3. Subjects are 18 years old or older when signing the informed consent and gender is not limited.

4. Life expectancy of at least 12 weeks.

5. Eastern Cooperative Group (ECOG) performance status of 0 to 1.

6. At least one measurable lesion according to RECIST version 1.1.

7. Tumor tissue must be available for biomarker analysis prior to the first dose of treatment, If not available, subjects can consult the investigator for enrollment agreement.

8. Adequate hematological, hepatic and renal function as defined in the protocol.

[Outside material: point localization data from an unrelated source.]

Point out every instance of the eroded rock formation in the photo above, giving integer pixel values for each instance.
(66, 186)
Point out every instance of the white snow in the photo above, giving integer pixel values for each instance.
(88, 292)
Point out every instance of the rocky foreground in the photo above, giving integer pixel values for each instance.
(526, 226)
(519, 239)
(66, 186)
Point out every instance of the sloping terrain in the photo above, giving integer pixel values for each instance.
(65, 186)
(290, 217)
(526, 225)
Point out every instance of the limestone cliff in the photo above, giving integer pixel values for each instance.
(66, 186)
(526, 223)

9. Subjects with HBV infection: HBV DNA<500 IU/mL or < 2500 copy/mL, must receive anti-HBV therapy.

10. Subjects with HCV-RNA(+) must receive antiviral therapy.

11. Able and willing to provide signed informed consent form, and able to comply with all procedures.

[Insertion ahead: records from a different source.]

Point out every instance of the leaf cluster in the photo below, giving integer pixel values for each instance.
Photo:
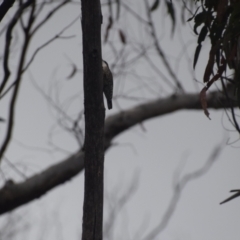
(220, 21)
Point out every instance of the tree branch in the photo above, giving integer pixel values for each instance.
(18, 194)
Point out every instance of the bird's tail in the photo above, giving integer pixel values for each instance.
(109, 102)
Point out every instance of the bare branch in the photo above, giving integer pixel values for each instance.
(178, 189)
(39, 184)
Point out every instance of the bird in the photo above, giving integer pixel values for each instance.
(107, 83)
(237, 194)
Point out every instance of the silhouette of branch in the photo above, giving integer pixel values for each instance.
(37, 185)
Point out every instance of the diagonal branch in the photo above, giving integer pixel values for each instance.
(18, 194)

Other protocol defined inclusion criteria could apply.

1. For cohorts 1 or 4: known ampullary cancer or mixed cancer (HCC-ICC).
2. For cohorts 3 or 5: known hepatocholangiocarcinoma, sarcomatoid HCC, mixed cell carcinoma and lamellar cell carcinoma; history of hepatic encephalopathy.
3. For subjects in combinational therapy part: prior treatment with any anti-PD-1/PD-L1, or anti-CTLA-4 agents (specifically targeting T-cell co-stimulation or checkpoint pathways), or TGF-β inhibitors.
4. For cohort 4: prior treatment with VEGFR directed therapies including famitinib.
5. Factors to affect oral administration.
6. Major surgery procedure within 28 days prior to the first dose of trial treatment (excluding prior diagnostic biopsy or PICC); anticancer treatment within 28 days before the first dose of trial treatment; subjects in combinational therapy part who have received systemic steroid therapy or any other form of immunosuppressive therapy within 14 days prior to the first dose of trial treatment should also be excluded.
7. Moderate-to-severe ascites with clinical symptoms.
8. Active or history of central nervous system metastases.
9. Known genetic or acquired hemorrhage or thrombotic tendency.
10. History of gastrointestinal hemorrhage within 6 months prior to the start of study treatment or clear tendency of gastrointestinal haemorrhage.

Other protocol defined exclusion criteria could apply.